Nachdem er den Wagen im Carport abgestellt hatte, ging Bosch nicht gleich durch den Seiteneingang nach drinnen, sondern nach vorne zur Haustür, um nach der Post zu sehen. Der Deckel des an der Hauswand angebrachten Briefkastens stand wegen eines dicken braunen Umschlags ein Stück offen. Er zog ihn heraus und hielt ihn unter die Lampe über dem Eingang, um zu sehen, von wem er war.

Der Umschlag war weder frankiert noch mit einem Absender versehen. Nicht einmal Boschs Adresse stand darauf, nur sein Name. Er ging nach drinnen, legte den Umschlag und die restliche Post auf die Arbeitsplatte in der Küche und holte sich ein Bier aus dem Kühlschrank.

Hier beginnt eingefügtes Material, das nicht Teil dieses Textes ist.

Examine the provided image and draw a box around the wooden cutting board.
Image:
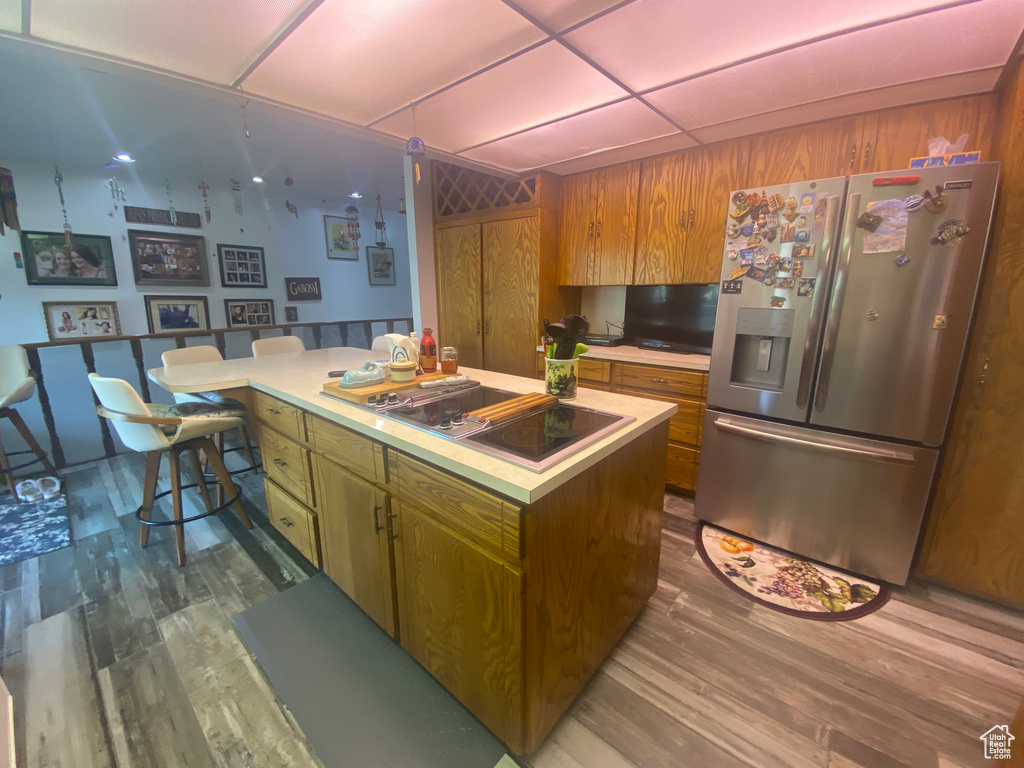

Nach dem ersten Schluck aus der bernsteinfarbenen Flasche riss er den Umschlag auf, und heraus glitt ein zwei Zentimeter dicker Packen Dokumente. Das oberste erkannte er sofort. Es war eine Kopie des ersten Ermittlungsberichts zum Mord an Danielle Skyler von 1987. Beim Durchblättern der restlichen Dokumente zeigte sich rasch, dass er eine Kopie der laufenden Ermittlungsakte in den Händen hielt.

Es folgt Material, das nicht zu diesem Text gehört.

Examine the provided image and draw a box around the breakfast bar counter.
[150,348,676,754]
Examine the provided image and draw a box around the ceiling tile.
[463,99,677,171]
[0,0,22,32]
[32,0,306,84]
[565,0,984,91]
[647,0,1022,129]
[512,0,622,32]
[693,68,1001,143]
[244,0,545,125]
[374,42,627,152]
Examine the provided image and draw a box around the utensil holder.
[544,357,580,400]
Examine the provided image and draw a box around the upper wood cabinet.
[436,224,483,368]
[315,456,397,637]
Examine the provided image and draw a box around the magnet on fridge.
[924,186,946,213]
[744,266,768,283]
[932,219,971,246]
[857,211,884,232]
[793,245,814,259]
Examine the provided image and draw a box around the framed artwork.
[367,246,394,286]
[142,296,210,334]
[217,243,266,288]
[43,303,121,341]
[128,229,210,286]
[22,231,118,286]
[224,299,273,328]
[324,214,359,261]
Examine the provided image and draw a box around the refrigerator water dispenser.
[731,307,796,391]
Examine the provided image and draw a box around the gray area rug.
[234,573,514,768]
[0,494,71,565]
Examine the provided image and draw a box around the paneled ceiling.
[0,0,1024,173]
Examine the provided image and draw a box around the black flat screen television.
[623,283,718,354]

Lucia Soto hatte eingelenkt.

Bosch war todmüde, wusste aber, dass er nicht so schnell schlafen gehen würde. Er kippte den Rest des Biers in den Ausguss und machte sich mit der Keurig, die ihm seine Tochter zu Weihnachten geschenkt hatte, eine Tasse Kaffee. Dann griff er nach den Unterlagen und machte sich an die Arbeit.

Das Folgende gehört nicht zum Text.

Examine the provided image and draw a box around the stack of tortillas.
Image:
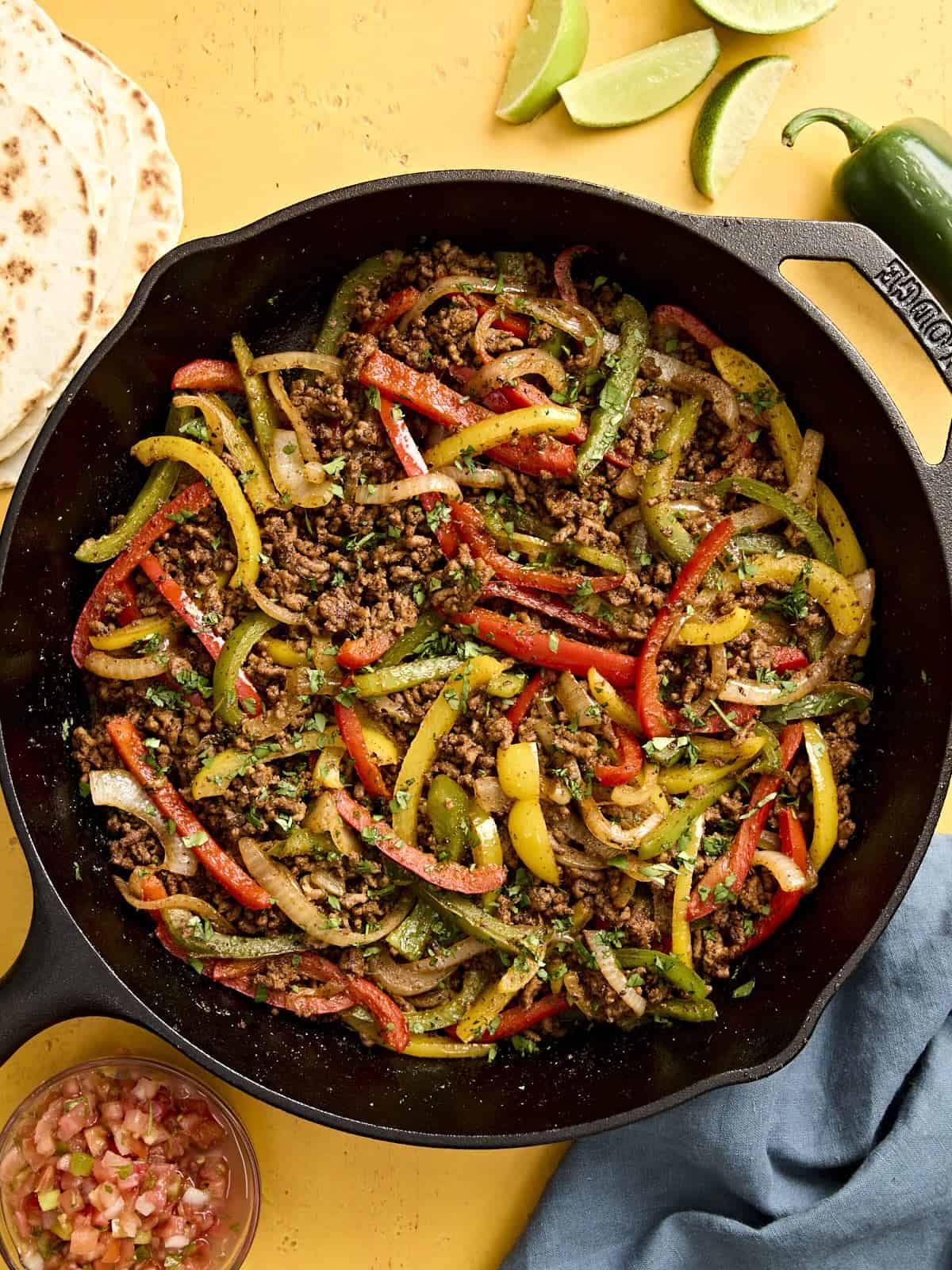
[0,0,182,487]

Nachdem seine Tochter ausgezogen war, um aufs College zu gehen, und gemeinsame Mahlzeiten eine Seltenheit geworden waren, hatte Bosch das Esszimmer des kleinen Hauses in ein Büro umgewandelt. Der Tisch wurde zum Schreibtisch, ideal, um Ermittlungsberichte darauf auszubreiten – Unterlagen von Fällen, die er aus der Gefängniszelle in San Fernando mitnahm oder an denen er privat arbeitete. Außerdem hatte er an zwei Wänden der Essnische mehrere Borde angebracht. Darauf standen weitere Akten, Bücher über rechtliche Verfahrensfragen und das kalifornische Strafgesetzbuch, außerdem Stapel von CDs und ein Bose-Player, der zum Einsatz kam, wenn seine Plattensammlung und sein Plattenspieler seine musikalischen Wünsche nicht erfüllen konnten.